Successful outcomes here will provide the basis for a full clinical trial with larger
samples.
population of untreated youth represents a massive "treatment gap" in adolescent health care
that renders impotent a potentially important avenue for preventing chronic drug abuse and
related difficulties. The lack of motivation for treatment characterizing most adolescent
drug abusers significantly decreases the likelihood these youth will enter treatment,
barring mandates from the legal system or other social institutions. Efficacy studies have
demonstrated that Community Reinforcement Training (CRT), an approach that involves teaching
parents how to engage their youth into treatment, can work to recruit 60-80% of these
treatment-elusive youth. CRT is traditionally provided in an individual therapy format to
one or both parents. This study will improve upon our prior work by using a group format to
provide a less costly procedure for engaging youth into treatment and to make it more
portable to treatment agencies, schools, juvenile justice, and other community organizations
seeking to offer support to parents or engage youth in treatment, thus significantly
increasing the adoption and sustainability of the approach.

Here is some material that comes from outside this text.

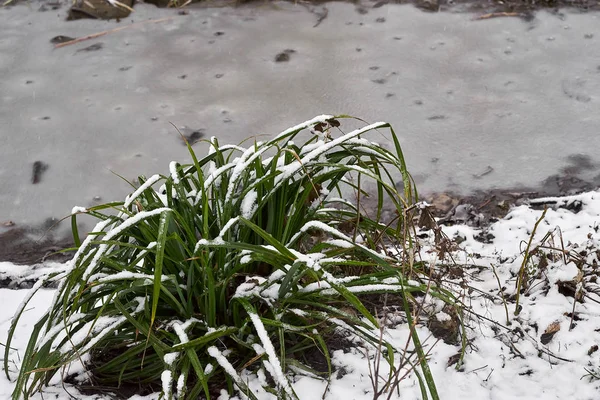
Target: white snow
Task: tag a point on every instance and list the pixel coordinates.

This study will examine the efficacy of the group format (G-CRT) for helping parents engage
their unmotivated, resistant youth in treatment compared to the traditional individual
format (I-CRT). Parents (n = 60) will be randomly assigned to G-CRT or to I-CRT. We will
evaluate the differential efficacy of G-CRT, relative to I-CRT, on rates of adolescent
engagement in treatment. We expect that G-CRT, compared to I-CRT, will also be associated
with greater parent encouragement of adolescent sobriety, perceived social support, and
family functioning. We also predict that changes on these process variables will predict
increased success in engaging adolescents. We will also examine treatment outcomes for youth
engaged in Cognitive Behavioral Therapy as a function of parental involvement in G-CRT or
I-CRT. We predict enhanced support received by parents in G-CRT will result in greater
reductions in drug use and lower levels of HIV-risk behaviors, outcomes hypothesized to be
mediated by motivation to change and sessions attendance. Finally, we will conduct an
informal cost-effectiveness analysis to derive preliminary estimates of the relative costs
of each treatment modality per outcome unit and hypothesize that G-CRT will be more cost
effective than I-CRT by virtue of having higher clinical effectiveness and lower costs.

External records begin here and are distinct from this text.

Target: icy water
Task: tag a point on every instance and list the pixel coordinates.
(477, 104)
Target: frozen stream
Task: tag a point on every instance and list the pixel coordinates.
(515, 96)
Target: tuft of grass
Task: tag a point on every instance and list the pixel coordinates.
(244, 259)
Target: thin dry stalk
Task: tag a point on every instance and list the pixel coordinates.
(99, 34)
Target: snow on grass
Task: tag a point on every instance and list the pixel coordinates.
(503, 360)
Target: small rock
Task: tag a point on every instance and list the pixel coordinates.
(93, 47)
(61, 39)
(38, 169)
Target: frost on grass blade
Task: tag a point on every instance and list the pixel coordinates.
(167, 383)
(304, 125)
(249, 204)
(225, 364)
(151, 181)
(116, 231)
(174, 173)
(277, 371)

Successful outcomes here will provide the basis for a full clinical trial with larger
samples.
Inclusion Criteria:
- Parents have an adolescent between 15-20 years
- Parents have had contact with the adolescent on at least 40% of the past 12 weeks
- Parents have some knowledge or evidence that the adolescent would meet DSM-IV
diagnostic criteria for a substance use disorder
- Adolescent has explicitly refused to attend any intake or therapy sessions
- Adolescent is not under a current court mandate for treatment or has refused to
comply with the mandate
- English-speaking capability (parents and adolescents)
Exclusion Criteria:
- Evidence of adolescent psychotic or organic state of sufficient severity to interfere
with understanding of study instruments and procedures
- Adolescent had received drug treatment (except detoxification) in the past 12 weeks.